The Monetary Occasions reported that DeepSeek was compelled to delay the discharge of its new R2 giant language mannequin attributable to efficiency issues with Huawei Ascend processors, “highlighting the bounds of Beijing’s push to exchange US expertise,” in accordance with the FT.
The publication cited three sources who mentioned Chinese language authorities officers inspired DeepSeek to make use of Ascend chips as a substitute of NVIDIA processors after the discharge early this 12 months of DeepSeek’s R1 mannequin, which rocked the AI world.

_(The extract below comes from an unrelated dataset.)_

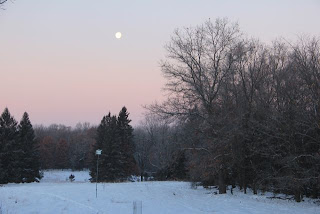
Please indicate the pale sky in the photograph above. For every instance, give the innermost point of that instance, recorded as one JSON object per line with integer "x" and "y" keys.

“However the Chinese language start-up encountered persistent technical points throughout its R2 coaching course of utilizing Ascend chips,” the FT reported, “prompting it to make use of NVIDIA chips for coaching and Huawei’s for inference, mentioned the (sources).”
The information comes amidst different studies that NVIDIA and AMD GPUs – the NVIDIA H20 and AMD MI308 – at the moment allowed for export to China after a current US export rule change, are meant to ship roughly related energy as China’s homegrown GPUs. Additionally, there are studies that Chinese language authorities are asking firms planning to justify their use of American GPUs.
The FT article cited sources who mentioned the Huawei processors have stability issues, “slower inter-chip connectivity and inferior software program in contrast with Nvidia’s merchandise.”
In an try to resolve the issues, a crew of Huawei technicians labored with DeepSeek on website, however {that a} profitable coaching run couldn’t be achieved on the Ascend processors, sources mentioned.
The FT mentioned DeepSeek’s R2 mannequin might be launched “within the coming weeks.”